Ils quittèrent les hommes endormis, recommandant à Ferrika de les veiller, et revinrent dans le hall inférieur. Damon titubait, et Andrew le soutint, répétant dans le monde physique ce qu’il venait de faire au cours de leur rapport télépathique. Il eut l’impression, encore une fois, que Damon, pourtant plus vieux que lui, était plus vulnérable.

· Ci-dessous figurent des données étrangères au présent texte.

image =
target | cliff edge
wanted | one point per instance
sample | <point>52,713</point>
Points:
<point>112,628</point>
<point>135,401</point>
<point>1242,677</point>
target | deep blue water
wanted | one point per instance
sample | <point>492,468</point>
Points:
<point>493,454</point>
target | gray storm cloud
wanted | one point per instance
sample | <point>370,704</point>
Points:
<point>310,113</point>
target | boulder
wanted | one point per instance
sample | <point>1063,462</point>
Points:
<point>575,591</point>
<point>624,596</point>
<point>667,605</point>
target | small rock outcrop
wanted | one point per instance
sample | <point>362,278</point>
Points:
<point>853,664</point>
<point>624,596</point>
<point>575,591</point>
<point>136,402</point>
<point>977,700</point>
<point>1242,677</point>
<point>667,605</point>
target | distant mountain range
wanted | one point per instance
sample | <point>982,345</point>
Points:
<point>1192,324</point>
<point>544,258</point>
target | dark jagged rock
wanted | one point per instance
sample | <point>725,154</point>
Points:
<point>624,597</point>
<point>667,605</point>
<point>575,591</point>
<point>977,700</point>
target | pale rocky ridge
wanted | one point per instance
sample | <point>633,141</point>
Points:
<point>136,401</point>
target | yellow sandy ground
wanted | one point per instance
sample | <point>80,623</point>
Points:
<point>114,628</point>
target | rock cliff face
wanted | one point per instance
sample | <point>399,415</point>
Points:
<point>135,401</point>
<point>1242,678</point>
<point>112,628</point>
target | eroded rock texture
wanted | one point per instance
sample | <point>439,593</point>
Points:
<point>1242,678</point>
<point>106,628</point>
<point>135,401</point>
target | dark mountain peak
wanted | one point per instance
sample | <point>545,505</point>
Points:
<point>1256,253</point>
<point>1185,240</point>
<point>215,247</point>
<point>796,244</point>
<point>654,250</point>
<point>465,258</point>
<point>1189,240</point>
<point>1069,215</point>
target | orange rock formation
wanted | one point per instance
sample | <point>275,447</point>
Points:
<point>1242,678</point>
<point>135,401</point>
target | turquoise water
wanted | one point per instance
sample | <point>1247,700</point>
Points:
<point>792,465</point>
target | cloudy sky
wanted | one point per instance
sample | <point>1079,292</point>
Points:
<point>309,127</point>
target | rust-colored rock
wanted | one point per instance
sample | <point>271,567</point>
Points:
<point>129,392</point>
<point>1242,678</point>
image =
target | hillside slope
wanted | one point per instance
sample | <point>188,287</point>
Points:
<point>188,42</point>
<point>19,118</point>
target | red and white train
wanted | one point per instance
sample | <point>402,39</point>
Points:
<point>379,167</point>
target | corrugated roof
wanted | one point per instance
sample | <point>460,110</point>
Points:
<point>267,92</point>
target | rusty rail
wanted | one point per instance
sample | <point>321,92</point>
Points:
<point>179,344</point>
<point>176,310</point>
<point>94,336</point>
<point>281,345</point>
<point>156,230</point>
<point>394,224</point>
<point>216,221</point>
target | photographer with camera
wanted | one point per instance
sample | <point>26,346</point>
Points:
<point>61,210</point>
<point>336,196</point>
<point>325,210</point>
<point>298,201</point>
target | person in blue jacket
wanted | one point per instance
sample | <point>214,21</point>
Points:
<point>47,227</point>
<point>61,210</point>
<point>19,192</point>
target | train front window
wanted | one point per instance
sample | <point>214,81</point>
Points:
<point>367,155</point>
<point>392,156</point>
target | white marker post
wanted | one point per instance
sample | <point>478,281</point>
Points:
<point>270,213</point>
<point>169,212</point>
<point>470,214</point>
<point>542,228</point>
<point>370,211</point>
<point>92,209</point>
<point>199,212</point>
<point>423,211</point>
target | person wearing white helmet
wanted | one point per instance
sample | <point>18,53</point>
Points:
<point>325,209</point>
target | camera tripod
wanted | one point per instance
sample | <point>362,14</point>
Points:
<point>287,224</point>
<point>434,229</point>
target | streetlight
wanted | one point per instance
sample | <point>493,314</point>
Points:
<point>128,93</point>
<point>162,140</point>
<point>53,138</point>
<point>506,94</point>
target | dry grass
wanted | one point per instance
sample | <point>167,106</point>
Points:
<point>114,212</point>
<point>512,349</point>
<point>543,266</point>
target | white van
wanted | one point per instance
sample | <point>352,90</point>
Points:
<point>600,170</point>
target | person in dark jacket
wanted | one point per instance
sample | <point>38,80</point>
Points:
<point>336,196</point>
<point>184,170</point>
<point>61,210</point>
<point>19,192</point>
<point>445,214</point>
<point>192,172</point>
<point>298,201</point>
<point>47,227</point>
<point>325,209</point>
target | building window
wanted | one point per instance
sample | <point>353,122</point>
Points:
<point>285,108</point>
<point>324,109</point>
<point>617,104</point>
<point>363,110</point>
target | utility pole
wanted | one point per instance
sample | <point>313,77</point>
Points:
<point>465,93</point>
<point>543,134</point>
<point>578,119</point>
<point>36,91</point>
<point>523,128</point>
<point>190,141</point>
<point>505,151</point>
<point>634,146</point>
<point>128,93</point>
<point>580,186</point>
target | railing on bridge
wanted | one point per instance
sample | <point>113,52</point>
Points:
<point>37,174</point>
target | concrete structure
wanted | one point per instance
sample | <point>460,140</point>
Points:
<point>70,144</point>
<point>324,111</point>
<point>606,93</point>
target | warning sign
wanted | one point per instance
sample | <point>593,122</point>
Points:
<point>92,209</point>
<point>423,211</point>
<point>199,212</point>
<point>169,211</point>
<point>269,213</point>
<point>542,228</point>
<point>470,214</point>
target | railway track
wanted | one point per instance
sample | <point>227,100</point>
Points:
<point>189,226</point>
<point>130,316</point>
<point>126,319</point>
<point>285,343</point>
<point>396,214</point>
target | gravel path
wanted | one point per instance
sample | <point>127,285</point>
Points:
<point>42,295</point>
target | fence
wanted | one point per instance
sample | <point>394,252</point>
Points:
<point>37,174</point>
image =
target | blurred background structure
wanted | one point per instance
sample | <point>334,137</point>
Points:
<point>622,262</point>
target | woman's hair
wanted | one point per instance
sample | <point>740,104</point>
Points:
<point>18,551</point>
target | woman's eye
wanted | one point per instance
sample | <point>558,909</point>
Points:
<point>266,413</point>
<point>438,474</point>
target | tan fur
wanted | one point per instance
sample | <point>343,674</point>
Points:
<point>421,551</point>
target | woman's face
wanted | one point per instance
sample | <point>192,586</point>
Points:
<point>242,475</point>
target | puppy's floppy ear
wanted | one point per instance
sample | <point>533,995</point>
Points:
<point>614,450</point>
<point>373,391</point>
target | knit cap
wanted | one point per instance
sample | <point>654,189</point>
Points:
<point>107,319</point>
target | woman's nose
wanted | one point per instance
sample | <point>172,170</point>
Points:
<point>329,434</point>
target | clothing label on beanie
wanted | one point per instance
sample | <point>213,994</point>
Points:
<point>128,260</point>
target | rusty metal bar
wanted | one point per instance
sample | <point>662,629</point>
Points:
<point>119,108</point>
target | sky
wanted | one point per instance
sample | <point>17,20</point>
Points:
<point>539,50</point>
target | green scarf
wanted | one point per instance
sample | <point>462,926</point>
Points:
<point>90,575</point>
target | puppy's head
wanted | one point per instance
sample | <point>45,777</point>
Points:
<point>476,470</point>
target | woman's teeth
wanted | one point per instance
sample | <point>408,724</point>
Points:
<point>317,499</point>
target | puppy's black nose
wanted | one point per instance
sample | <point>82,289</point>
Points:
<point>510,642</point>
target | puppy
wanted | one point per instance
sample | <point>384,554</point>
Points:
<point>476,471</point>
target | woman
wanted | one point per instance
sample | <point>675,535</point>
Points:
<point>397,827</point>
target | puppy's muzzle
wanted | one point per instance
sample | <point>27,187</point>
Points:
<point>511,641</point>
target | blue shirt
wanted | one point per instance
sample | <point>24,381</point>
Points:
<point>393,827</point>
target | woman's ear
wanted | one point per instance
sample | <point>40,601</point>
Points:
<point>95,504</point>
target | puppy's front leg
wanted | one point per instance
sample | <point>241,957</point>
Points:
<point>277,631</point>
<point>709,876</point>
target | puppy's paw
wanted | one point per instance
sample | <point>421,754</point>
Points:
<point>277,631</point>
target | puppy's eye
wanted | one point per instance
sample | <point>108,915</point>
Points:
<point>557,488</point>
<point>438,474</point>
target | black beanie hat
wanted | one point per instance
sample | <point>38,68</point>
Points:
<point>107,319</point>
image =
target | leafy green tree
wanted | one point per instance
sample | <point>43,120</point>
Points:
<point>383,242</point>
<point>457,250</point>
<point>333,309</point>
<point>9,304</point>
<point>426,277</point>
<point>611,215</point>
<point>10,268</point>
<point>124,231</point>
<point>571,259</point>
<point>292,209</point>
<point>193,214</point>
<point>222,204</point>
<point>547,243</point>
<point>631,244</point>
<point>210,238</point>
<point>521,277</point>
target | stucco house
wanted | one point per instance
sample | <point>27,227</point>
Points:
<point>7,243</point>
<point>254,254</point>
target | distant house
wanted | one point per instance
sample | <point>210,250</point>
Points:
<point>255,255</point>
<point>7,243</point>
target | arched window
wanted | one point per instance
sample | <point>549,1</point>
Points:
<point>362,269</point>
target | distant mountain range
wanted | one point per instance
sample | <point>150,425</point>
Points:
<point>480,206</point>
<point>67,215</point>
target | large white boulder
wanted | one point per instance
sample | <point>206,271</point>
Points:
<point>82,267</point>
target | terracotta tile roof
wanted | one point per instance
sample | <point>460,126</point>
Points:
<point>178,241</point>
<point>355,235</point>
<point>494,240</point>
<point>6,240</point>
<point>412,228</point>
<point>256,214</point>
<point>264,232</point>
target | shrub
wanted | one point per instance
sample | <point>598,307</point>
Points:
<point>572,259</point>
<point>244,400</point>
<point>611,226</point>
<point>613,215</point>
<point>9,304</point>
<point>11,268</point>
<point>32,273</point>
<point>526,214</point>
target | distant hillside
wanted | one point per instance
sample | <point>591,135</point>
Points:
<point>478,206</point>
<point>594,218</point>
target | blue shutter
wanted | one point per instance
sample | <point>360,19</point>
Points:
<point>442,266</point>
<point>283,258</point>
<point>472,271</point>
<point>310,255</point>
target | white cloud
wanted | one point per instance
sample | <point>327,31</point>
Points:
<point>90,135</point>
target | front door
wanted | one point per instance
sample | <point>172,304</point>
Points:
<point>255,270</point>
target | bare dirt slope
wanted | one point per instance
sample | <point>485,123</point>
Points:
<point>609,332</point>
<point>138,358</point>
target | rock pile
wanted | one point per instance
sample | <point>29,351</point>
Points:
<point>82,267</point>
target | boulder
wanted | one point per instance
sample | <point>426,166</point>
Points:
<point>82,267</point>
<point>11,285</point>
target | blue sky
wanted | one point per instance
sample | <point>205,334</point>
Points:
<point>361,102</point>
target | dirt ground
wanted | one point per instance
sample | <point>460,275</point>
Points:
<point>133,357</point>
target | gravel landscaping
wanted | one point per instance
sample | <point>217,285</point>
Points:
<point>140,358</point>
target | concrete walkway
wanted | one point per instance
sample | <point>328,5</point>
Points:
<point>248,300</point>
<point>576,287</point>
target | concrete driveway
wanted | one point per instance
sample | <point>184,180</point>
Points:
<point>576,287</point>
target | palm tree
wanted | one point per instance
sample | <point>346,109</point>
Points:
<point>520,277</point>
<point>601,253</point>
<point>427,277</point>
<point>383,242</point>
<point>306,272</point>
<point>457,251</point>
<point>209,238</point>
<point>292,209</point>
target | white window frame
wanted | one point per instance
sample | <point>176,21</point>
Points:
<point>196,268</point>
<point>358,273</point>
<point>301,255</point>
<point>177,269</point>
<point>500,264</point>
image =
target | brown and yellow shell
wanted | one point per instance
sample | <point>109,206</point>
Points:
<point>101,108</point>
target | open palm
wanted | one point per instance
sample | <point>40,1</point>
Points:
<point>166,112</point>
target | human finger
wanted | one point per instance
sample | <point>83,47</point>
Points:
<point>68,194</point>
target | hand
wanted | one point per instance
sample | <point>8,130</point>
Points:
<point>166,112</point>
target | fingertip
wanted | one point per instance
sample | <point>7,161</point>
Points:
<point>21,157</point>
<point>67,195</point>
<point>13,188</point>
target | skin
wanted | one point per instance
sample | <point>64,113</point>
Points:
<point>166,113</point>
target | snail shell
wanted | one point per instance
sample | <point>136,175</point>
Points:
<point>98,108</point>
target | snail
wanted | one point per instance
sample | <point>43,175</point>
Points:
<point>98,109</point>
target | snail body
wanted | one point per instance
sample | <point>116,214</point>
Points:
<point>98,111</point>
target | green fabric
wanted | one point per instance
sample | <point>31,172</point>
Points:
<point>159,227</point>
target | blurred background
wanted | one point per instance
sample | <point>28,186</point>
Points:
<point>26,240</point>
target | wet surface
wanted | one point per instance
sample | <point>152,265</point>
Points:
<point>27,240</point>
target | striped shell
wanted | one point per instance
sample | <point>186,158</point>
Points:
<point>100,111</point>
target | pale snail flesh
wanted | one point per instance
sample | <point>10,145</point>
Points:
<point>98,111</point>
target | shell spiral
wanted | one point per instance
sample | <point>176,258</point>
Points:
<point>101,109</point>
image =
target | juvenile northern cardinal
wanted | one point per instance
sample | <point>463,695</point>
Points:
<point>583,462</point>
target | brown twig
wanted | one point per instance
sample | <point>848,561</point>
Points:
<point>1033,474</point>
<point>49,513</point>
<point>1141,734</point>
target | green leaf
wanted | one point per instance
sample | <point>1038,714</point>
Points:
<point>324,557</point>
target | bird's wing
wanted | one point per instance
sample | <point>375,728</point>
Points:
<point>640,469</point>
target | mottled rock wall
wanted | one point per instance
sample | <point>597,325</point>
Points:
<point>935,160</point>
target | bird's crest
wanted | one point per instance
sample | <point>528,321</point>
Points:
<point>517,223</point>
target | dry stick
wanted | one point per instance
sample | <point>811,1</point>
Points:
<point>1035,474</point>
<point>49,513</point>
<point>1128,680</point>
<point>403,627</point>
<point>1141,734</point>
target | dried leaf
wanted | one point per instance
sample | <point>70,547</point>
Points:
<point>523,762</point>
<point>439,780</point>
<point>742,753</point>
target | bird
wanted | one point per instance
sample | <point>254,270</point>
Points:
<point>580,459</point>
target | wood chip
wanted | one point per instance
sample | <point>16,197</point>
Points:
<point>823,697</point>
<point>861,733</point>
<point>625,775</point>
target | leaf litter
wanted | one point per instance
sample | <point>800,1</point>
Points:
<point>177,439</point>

Damon s’assit sur un banc, épuisé, appuyé contre Andrew, le travail de la matrice ayant drainé toutes ses réserves. Il prit du pain et des fruits laissés sur la table après le repas du soir et se mit à manger avidement. Dezi aussi mangeait avec voracité.
Damon dit :
— Tu devrais aussi manger quelque chose, Andrew ; le travail à la matrice est épuisant, et tu risques de t’effondrer.
Il avait presque oublié cette terrible sensation d’épuisement, comme si toute vie l’avait quitté. À Arilinn, on lui avait donné toutes les explications techniques sur les courants énergétiques du corps, sur les canaux d’énergie qui véhiculaient la force physique et psychique. Mais il était trop fatigué pour s’en souvenir.
— Je n’ai pas faim, dit Andrew.
— Si, répliqua Damon avec une ombre de sourire, mais tu ne le sais pas encore.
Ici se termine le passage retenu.